📝 エピソード概要
「食レポシリーズ」第5回となる本エピソードでは、味覚の正体が脳による「その場しのぎのつじつま合わせ(統合的認知)」であることを解き明かします。人間が味を感じる際、視覚や聴覚が想像以上に大きな影響を与えていることを科学的に解説。言語がいかに認知科学の結論を先取りしていたかを考察し、最終的に「味覚(舌の感覚)に頼らない」ことが、真に優れた食レポへの近道であるという逆説的な結論を導き出します。
🎯 主要なトピック
- 味覚と「つじつま合わせ」の性質: 味覚は単独で存在するのではなく、視覚などの情報に合わせて脳が感覚を捏造する「嘘つき」な側面があることを指摘します。
- 統合的認知と五感のランク: 脳がバラバラの感覚入力を一つにまとめ上げる「統合的認知」を解説。五感には配点(重み付け)があり、視覚が圧倒的に優位であることを説明します。
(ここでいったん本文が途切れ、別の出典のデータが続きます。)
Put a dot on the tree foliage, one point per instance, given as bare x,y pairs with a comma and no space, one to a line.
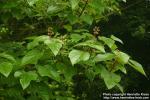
49,44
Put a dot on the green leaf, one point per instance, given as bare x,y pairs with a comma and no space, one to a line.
121,68
26,78
36,41
108,41
122,57
116,39
74,3
77,56
31,2
68,27
93,44
120,87
47,70
104,57
52,9
76,37
54,44
87,18
137,66
110,79
6,68
32,57
124,0
44,71
7,56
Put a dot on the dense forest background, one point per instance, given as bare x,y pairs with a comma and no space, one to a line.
27,53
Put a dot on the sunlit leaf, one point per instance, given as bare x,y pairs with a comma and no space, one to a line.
137,66
122,57
108,41
77,56
54,44
32,57
110,79
7,56
104,57
93,44
26,78
116,39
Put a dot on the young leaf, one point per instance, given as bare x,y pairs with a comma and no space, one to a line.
108,41
104,57
122,57
137,66
26,78
6,68
54,44
32,57
116,39
77,56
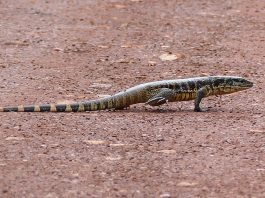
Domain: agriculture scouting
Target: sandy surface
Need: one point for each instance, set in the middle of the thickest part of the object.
(52, 51)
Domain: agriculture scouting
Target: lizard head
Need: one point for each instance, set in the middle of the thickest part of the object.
(232, 84)
(239, 83)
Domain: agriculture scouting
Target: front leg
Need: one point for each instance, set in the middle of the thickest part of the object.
(160, 96)
(201, 93)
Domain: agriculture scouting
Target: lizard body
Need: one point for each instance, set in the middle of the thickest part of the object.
(152, 93)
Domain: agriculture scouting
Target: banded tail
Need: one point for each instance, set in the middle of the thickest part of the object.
(91, 105)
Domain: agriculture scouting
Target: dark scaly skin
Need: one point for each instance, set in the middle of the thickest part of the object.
(153, 93)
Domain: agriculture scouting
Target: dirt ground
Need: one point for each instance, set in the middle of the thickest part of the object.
(71, 50)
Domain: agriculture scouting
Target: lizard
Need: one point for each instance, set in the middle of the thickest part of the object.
(152, 93)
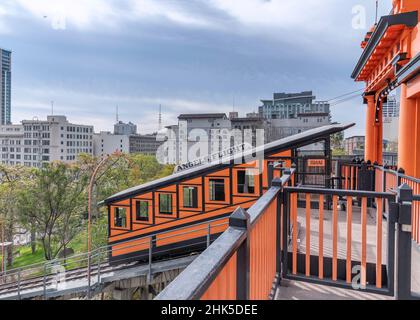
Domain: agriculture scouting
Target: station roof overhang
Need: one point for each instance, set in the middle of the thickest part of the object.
(295, 141)
(410, 70)
(386, 32)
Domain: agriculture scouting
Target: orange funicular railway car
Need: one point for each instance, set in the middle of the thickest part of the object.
(181, 213)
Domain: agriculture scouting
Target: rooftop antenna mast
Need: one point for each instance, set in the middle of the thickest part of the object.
(160, 117)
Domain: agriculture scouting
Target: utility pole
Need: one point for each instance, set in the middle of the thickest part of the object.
(160, 118)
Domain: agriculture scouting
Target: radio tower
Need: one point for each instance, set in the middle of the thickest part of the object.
(160, 118)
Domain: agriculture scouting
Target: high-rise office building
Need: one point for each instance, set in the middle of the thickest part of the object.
(5, 86)
(292, 106)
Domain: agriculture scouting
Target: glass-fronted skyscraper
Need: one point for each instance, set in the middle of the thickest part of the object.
(5, 86)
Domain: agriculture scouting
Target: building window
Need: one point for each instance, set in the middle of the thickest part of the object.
(217, 190)
(190, 197)
(142, 210)
(120, 217)
(165, 203)
(246, 181)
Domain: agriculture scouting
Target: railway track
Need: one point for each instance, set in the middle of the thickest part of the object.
(70, 275)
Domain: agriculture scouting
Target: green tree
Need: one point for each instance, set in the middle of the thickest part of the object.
(58, 193)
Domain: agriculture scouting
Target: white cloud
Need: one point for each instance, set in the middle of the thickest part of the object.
(83, 107)
(95, 14)
(80, 13)
(311, 15)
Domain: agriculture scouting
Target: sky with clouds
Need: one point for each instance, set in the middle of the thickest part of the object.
(88, 56)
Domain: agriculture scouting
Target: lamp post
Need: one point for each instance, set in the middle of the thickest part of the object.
(90, 191)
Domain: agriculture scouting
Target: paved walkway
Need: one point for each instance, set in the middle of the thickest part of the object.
(295, 290)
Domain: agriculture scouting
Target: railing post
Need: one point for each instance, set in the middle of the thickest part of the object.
(99, 266)
(277, 183)
(400, 172)
(392, 220)
(19, 285)
(208, 235)
(285, 232)
(149, 275)
(45, 281)
(240, 219)
(88, 276)
(270, 174)
(404, 228)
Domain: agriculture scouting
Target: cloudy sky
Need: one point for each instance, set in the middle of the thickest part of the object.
(88, 56)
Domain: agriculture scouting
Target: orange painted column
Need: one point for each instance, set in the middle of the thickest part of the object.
(370, 129)
(407, 153)
(417, 143)
(378, 129)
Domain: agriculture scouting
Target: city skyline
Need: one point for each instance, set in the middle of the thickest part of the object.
(201, 57)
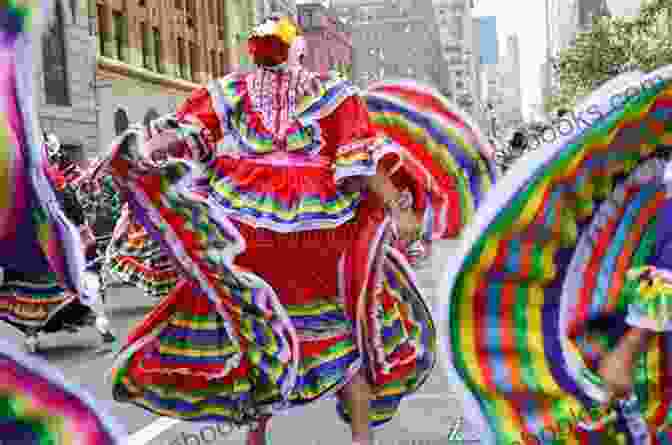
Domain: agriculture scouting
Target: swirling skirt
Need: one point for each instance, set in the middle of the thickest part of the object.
(347, 303)
(135, 258)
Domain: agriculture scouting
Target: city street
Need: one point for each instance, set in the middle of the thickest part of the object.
(433, 416)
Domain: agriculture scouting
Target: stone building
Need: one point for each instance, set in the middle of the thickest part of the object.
(66, 73)
(151, 54)
(267, 7)
(394, 38)
(328, 39)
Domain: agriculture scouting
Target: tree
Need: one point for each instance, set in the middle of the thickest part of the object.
(613, 45)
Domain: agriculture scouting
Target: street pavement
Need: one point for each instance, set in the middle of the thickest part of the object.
(433, 416)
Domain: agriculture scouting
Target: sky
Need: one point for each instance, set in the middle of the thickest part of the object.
(529, 23)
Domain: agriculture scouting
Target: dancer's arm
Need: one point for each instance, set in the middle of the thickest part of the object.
(362, 156)
(381, 185)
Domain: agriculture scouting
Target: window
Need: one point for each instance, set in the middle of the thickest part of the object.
(191, 13)
(120, 121)
(181, 58)
(195, 62)
(150, 116)
(54, 61)
(119, 35)
(146, 56)
(102, 29)
(158, 50)
(213, 63)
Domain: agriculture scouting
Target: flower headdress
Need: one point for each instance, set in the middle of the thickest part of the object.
(269, 43)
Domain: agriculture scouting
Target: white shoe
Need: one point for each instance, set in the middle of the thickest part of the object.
(32, 344)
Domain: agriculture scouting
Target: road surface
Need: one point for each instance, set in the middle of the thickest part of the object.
(433, 416)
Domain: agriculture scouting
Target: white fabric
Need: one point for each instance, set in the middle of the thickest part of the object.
(298, 49)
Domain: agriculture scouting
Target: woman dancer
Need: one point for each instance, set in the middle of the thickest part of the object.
(559, 301)
(131, 256)
(42, 271)
(301, 295)
(448, 164)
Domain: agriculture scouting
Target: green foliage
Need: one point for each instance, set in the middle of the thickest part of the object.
(613, 45)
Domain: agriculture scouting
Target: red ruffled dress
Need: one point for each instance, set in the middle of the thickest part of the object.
(293, 283)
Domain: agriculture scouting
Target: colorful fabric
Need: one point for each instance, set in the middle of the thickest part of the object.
(30, 303)
(651, 305)
(306, 195)
(101, 203)
(135, 258)
(32, 221)
(448, 164)
(247, 334)
(538, 292)
(39, 406)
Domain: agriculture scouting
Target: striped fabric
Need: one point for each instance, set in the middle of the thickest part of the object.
(224, 346)
(30, 210)
(539, 289)
(135, 258)
(452, 162)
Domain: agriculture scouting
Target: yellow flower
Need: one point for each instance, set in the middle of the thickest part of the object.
(283, 29)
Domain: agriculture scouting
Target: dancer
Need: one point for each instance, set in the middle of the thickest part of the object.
(131, 256)
(292, 290)
(42, 273)
(559, 301)
(448, 164)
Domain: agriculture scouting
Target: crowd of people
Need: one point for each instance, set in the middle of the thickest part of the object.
(558, 298)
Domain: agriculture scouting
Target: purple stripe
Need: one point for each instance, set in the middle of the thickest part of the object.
(551, 326)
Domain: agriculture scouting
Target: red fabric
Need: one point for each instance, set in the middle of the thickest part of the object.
(268, 49)
(200, 109)
(316, 253)
(56, 176)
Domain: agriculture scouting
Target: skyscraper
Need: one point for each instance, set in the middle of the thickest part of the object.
(152, 54)
(511, 83)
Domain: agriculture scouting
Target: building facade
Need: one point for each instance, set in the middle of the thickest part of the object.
(455, 21)
(626, 8)
(264, 8)
(394, 39)
(328, 39)
(564, 20)
(512, 106)
(151, 54)
(66, 76)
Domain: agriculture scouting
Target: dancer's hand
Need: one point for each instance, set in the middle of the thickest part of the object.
(409, 225)
(162, 145)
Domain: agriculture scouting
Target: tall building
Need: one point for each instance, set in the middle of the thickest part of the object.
(151, 54)
(66, 73)
(565, 19)
(627, 8)
(457, 46)
(264, 8)
(328, 39)
(392, 39)
(512, 107)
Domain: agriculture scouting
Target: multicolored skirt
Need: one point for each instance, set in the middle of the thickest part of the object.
(342, 302)
(135, 258)
(39, 406)
(30, 304)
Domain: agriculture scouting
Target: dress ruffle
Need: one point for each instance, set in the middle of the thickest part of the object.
(245, 337)
(135, 258)
(30, 304)
(282, 198)
(650, 306)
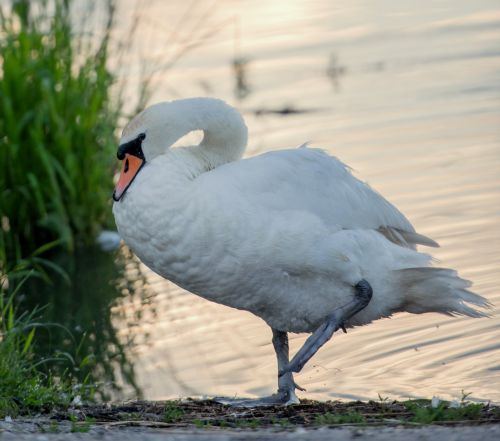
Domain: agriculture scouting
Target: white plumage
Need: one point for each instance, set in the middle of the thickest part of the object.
(285, 235)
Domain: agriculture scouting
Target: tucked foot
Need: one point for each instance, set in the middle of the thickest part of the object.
(362, 296)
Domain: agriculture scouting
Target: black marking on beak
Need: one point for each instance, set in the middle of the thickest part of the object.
(133, 147)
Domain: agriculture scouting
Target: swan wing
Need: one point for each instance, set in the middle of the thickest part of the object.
(309, 180)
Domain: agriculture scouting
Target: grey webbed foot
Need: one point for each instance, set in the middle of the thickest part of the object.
(362, 296)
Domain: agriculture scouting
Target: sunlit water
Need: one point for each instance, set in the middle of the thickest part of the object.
(406, 93)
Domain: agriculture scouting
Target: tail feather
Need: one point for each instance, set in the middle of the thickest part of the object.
(441, 290)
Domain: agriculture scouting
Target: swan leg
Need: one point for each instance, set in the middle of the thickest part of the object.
(286, 385)
(362, 296)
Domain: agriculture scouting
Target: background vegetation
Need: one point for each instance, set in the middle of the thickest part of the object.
(59, 108)
(57, 120)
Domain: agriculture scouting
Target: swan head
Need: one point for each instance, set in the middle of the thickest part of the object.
(153, 131)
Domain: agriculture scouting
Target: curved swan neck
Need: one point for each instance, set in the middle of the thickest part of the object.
(224, 131)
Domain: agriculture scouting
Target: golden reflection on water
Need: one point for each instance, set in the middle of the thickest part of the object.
(415, 110)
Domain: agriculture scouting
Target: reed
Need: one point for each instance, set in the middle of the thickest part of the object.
(58, 112)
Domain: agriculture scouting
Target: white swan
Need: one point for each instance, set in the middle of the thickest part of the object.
(290, 236)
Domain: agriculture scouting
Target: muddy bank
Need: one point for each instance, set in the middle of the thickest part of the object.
(217, 421)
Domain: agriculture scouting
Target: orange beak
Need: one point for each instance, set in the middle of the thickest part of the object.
(131, 166)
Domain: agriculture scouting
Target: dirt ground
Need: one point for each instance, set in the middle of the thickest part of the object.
(208, 420)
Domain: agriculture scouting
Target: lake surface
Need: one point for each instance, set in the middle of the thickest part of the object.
(407, 94)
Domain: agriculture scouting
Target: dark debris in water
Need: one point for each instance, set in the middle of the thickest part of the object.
(210, 414)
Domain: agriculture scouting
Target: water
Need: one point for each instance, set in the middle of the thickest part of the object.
(408, 94)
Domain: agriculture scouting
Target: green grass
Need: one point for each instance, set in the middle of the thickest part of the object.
(57, 120)
(24, 389)
(173, 412)
(424, 413)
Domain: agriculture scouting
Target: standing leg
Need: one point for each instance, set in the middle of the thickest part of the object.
(286, 385)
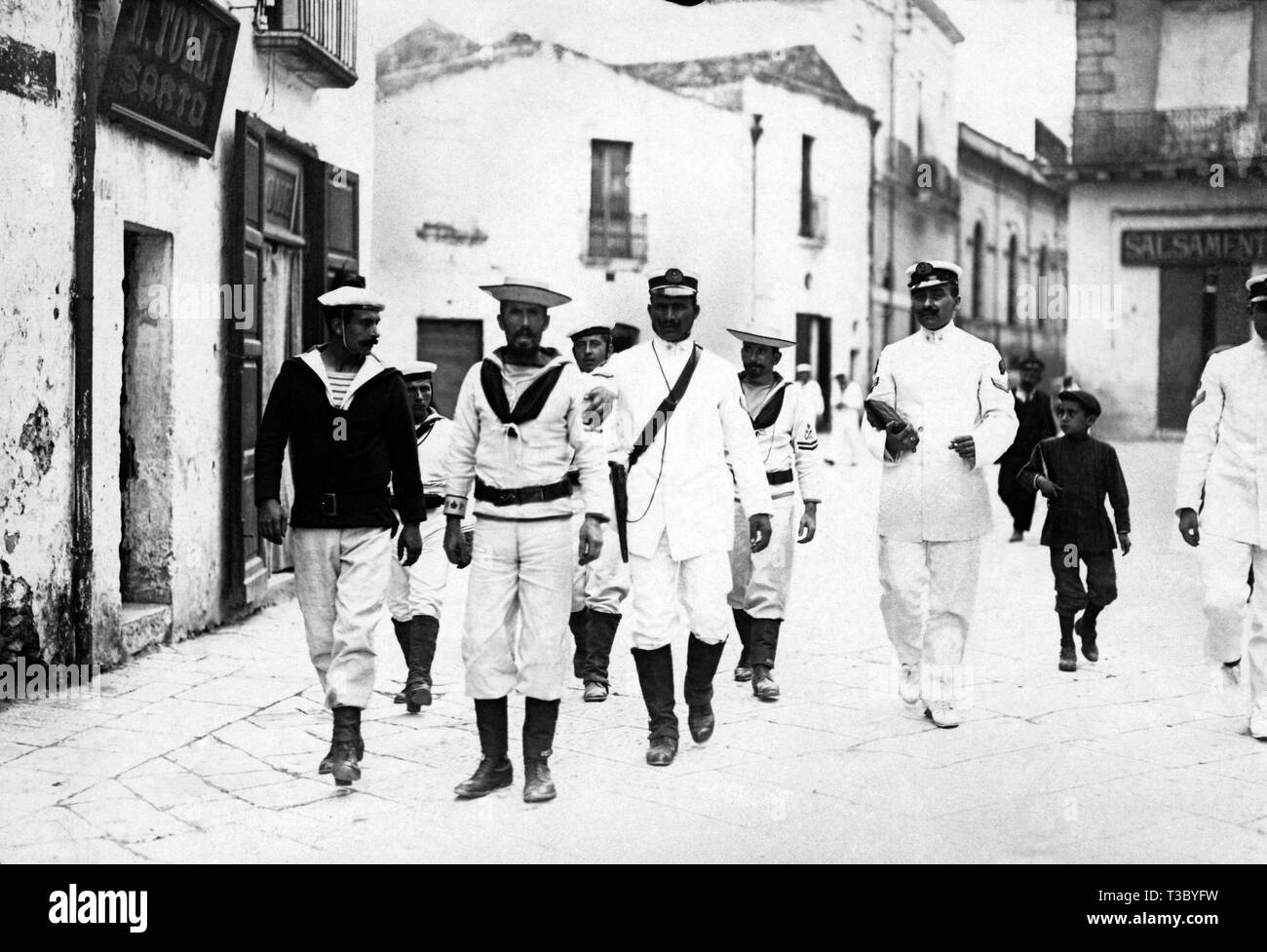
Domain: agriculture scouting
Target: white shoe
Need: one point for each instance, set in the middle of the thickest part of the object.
(1258, 722)
(941, 713)
(908, 684)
- 事前の期待形成と「チクショー」の科学: 視覚によって作られた「期待」が味覚を左右する仕組みを、コウメ太夫のネタや中島敦『山月記』を例に、ユーモアを交えて考察します。
- 言語が先取りしていた認知科学: 「深い甘み」と言い「深い酸味」と言わない理由は、実際の持続時間の差にあることなど、言葉が科学的結論を先取りしている事例を紹介します。
- 誰でも食レポが上手くなる方法: 舌の感覚(味覚)ではなく、配点の高い視覚・触覚・聴覚をあえて言葉にすることが、最も本質的な食レポになるという結論を提示します。
💡 キーポイント
- 味覚は「ポンコツ嘘つき」: 味覚は視覚情報に弱く、簡単に騙される。しかし、それは脳が一貫した世界を構築しようとする「統合的認知」の結果である。
- 共感覚的表現は「逃げ」ではない: 視覚的な言葉で味を表現することは、脳の重み付けにおいて最も配点の高い要素に言及しているため、むしろ非常に誠実で本質的な手法である。
- 言葉は答えを出していた: 科学的な裏付けが取れる前から、人間は言語表現を通じて、感覚の持続性や他感覚との結びつきを正確に捉えていた。
- 「食レポするなら味覚に触れるな」: 味覚そのものの語彙に固執せず、見た目、音、食感など、食事を取り巻く多角的な情報を描写することが、聞き手に美味しさを伝える鍵となる。